消去法で、リストラもなく、給料もいい、金融機関が残った?
もともと、金融機関には「堅実」なイメージがある。金融危機が去ってリストラもなく、給料もいい。加えて採用人数が多いことも、就活生には魅力だ。
金融機関の人気について、就活に詳しい大学ジャーナリストの石渡嶺司氏が注目するのは、職種が多様化して、女性が働きやすくなった点だ。
金融機関では、かつては総合職と一般職しかなかったが、専門職や地域限定の総合職などが設けられるようになった。「最近はそういった職種が定着してきて、実際に職場に多くの先輩女性が働いています。そういった姿をみていて、結婚や出産、育児、復職後なども含め、自分がその職場でどうキャリアを積めばよいか、想像しやすいわけです」と話す。

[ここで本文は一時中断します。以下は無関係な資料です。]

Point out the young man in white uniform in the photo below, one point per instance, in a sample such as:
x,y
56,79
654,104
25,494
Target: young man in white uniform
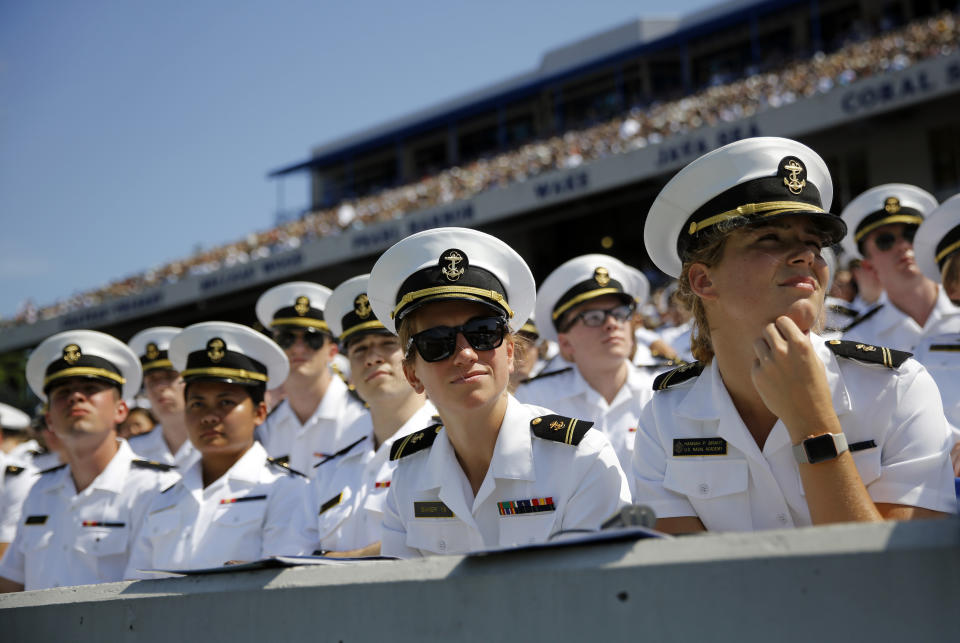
x,y
315,419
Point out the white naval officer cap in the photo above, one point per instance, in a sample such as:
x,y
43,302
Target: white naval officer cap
x,y
581,279
348,310
752,180
883,205
297,304
151,345
12,418
446,264
938,238
83,353
228,352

また、「金融機関以外となると、たとえば営業職でも、本社とは別に販売子会社で採用選考を行いますが、金融機関は支店勤務でも本社が一括採用するのでブランドイメージが損なわれないと考えているようです」ともいう。
まだある。最も大きな要因は、「就活への親の介入にあります」と指摘する。「商社や航空会社、食品会社などにも、『就職したい』という学生はいます。しかし、商社は海外が危険だとか、メーカーは競争が厳しいとか、食品は営業職がキツイとか、いろいろと言われるうちに萎えてしまう」。結果的に金融機関しか残らないというわけだ。